Odur Onyongo hustled toward the car parked in front of her family's house Friday as a St. Paul police officer cruised up in an unmarked vehicle.
She drove off before the officer could cite her for parking on the even-numbered side of Winnipeg Avenue in the North End. Her brother wasn't so lucky; the officer left the ticket on his windshield.
"Horrible. First of all, there's no signs," Onyongo said of the winter parking restrictions, declared in St. Paul earlier this week. "We didn't know."
Thousands of vehicle owners have found out the hard way about the first winter parking ban in St.
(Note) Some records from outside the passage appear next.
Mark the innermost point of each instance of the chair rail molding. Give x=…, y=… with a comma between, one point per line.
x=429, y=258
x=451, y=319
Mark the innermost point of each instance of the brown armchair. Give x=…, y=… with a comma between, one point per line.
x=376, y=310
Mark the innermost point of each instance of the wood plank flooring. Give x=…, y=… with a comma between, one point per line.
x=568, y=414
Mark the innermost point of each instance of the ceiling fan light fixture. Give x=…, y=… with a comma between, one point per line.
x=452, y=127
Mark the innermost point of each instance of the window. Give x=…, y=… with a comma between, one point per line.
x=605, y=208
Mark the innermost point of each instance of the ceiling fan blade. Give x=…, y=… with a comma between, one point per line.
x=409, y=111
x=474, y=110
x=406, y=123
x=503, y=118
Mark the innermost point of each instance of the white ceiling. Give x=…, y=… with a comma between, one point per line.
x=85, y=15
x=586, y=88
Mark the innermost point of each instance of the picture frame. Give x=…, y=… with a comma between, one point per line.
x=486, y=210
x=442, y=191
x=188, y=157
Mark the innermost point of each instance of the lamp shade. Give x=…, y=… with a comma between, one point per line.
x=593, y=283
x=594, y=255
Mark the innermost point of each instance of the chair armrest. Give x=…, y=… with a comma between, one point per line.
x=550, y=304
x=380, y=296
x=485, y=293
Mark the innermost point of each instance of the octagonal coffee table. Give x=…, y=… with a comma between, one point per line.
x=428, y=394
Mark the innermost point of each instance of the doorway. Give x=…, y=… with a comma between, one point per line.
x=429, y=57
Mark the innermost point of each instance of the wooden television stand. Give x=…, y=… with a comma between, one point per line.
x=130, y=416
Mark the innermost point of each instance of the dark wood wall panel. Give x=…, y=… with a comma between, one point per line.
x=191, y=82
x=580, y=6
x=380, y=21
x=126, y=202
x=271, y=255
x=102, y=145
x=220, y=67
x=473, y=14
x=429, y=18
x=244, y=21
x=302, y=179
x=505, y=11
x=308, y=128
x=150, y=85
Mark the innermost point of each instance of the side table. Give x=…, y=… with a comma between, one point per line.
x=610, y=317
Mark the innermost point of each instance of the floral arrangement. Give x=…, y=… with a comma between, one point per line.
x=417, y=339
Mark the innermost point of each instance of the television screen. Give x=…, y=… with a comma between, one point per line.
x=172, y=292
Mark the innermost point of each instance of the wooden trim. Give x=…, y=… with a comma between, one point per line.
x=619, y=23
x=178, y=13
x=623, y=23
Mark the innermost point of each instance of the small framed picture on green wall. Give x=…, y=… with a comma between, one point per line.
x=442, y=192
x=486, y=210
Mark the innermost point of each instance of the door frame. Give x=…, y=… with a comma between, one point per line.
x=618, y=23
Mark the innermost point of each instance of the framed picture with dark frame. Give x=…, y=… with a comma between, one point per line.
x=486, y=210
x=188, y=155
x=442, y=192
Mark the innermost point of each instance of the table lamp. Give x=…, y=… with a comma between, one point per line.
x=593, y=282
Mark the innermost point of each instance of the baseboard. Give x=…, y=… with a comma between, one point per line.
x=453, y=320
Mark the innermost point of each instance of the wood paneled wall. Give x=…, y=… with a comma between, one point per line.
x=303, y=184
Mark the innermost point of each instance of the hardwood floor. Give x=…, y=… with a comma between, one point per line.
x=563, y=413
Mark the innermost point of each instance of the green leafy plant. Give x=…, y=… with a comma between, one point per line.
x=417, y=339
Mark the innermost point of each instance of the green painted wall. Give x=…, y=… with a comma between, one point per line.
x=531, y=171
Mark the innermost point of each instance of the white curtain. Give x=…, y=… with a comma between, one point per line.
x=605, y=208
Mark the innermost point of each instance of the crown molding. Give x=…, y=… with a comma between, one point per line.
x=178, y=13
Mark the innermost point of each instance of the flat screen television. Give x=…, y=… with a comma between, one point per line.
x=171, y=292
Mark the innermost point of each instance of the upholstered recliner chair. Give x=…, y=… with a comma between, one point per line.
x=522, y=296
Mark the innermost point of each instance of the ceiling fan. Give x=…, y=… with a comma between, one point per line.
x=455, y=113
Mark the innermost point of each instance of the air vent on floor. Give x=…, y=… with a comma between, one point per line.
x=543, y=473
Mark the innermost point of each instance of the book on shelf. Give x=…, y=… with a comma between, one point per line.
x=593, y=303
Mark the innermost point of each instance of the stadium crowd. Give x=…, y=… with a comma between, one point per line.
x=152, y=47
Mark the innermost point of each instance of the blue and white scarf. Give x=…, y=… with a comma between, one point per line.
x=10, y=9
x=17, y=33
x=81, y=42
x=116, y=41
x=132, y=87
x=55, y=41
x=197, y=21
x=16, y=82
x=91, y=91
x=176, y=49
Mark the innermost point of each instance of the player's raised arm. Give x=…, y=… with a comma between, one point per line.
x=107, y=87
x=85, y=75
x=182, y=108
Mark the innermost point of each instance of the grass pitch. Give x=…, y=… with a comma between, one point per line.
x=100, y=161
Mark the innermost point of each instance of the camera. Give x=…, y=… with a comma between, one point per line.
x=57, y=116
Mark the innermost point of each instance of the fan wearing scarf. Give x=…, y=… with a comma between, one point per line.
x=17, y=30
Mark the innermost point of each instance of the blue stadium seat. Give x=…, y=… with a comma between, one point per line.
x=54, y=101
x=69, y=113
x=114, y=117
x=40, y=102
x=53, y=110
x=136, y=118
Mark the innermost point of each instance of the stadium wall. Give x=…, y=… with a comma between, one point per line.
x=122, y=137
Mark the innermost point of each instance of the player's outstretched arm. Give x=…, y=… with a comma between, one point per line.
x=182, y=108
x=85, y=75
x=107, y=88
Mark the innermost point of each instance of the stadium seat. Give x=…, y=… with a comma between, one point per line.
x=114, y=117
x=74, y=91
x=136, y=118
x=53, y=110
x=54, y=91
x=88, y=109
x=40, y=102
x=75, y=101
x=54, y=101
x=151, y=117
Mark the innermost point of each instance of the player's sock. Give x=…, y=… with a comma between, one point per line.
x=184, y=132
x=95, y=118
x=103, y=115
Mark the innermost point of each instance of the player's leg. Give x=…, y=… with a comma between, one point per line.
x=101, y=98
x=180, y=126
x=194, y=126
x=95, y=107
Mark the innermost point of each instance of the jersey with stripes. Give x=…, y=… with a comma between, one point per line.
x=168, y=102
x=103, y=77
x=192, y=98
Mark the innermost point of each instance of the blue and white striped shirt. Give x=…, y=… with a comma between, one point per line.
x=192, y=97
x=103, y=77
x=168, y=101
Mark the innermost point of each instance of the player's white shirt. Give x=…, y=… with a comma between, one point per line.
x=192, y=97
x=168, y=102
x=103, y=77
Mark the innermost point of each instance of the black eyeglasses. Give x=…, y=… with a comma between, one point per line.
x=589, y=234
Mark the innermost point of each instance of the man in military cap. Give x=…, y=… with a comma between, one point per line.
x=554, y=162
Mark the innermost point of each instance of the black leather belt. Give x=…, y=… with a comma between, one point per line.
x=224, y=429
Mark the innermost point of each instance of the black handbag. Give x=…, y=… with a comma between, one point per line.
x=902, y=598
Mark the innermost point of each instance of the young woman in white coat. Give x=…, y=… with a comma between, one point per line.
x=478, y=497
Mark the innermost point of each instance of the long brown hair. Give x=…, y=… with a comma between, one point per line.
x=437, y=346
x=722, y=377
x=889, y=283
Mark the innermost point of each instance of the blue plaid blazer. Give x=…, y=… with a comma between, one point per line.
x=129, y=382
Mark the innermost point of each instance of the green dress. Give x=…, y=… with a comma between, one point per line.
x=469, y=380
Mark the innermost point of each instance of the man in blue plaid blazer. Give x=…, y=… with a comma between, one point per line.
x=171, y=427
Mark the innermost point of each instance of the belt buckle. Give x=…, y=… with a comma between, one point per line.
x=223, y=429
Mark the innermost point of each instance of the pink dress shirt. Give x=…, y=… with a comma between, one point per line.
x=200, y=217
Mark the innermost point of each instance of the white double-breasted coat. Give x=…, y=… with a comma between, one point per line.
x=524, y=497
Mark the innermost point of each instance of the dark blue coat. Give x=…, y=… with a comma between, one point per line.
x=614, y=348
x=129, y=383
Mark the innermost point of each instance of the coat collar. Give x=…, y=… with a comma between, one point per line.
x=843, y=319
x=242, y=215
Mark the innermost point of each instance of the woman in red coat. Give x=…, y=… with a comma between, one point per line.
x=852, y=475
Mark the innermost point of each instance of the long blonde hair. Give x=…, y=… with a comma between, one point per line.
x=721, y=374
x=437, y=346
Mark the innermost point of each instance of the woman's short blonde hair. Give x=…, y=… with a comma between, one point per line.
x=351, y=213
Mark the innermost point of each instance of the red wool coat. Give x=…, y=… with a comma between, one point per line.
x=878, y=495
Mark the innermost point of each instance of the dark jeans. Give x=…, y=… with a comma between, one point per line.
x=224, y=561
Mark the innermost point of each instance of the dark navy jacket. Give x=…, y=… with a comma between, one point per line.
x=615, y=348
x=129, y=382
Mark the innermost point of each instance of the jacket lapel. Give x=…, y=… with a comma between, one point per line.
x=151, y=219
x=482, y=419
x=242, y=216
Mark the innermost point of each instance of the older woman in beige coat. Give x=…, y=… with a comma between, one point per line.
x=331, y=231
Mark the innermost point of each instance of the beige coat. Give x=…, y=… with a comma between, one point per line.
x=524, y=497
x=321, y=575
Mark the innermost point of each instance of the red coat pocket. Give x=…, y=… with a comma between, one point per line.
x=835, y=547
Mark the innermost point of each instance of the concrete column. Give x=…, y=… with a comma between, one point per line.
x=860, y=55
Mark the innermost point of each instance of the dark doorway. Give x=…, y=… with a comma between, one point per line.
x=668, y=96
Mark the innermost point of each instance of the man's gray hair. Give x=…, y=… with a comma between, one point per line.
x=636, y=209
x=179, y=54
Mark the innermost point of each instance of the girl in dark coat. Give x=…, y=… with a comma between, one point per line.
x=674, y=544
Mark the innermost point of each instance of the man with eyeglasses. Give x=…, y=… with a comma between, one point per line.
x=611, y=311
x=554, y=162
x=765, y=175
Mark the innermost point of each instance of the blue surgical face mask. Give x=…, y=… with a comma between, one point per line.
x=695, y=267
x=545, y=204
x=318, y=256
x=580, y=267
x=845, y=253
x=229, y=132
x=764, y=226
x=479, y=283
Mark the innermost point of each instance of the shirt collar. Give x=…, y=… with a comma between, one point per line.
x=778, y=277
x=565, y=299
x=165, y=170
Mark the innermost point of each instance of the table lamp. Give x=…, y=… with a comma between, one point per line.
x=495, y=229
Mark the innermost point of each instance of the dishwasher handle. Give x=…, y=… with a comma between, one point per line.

Paul and Minneapolis since 2014. Nearly 3,700 tickets were written and more than 450 cars were towed in Minneapolis as of Friday afternoon, according to the city. In St. Paul, 1,458 tickets were written as of Thursday morning. Towing numbers weren't available Friday.
Imposed after record snowfall in recent weeks, the restrictions are expected to last until April 1. They would be superseded by snow emergency rules if the cities declare one over the weekend, when up to 10 inches of snow is expected starting Saturday.
Many in the cities have welcomed the parking limits. The growing ridges of snow would otherwise make it impossible for emergency vehicles or plow trucks to squeeze through some streets.
"The one-sided parking does make it better," Minneapolis Assistant Fire Chief Bryan Tyner said. "The real improvement would be when we can finally melt some of this snow."
In the Powderhorn neighborhood Wednesday, city employee Michael Barth and his partner were scooping heaps of snow off curb ramps.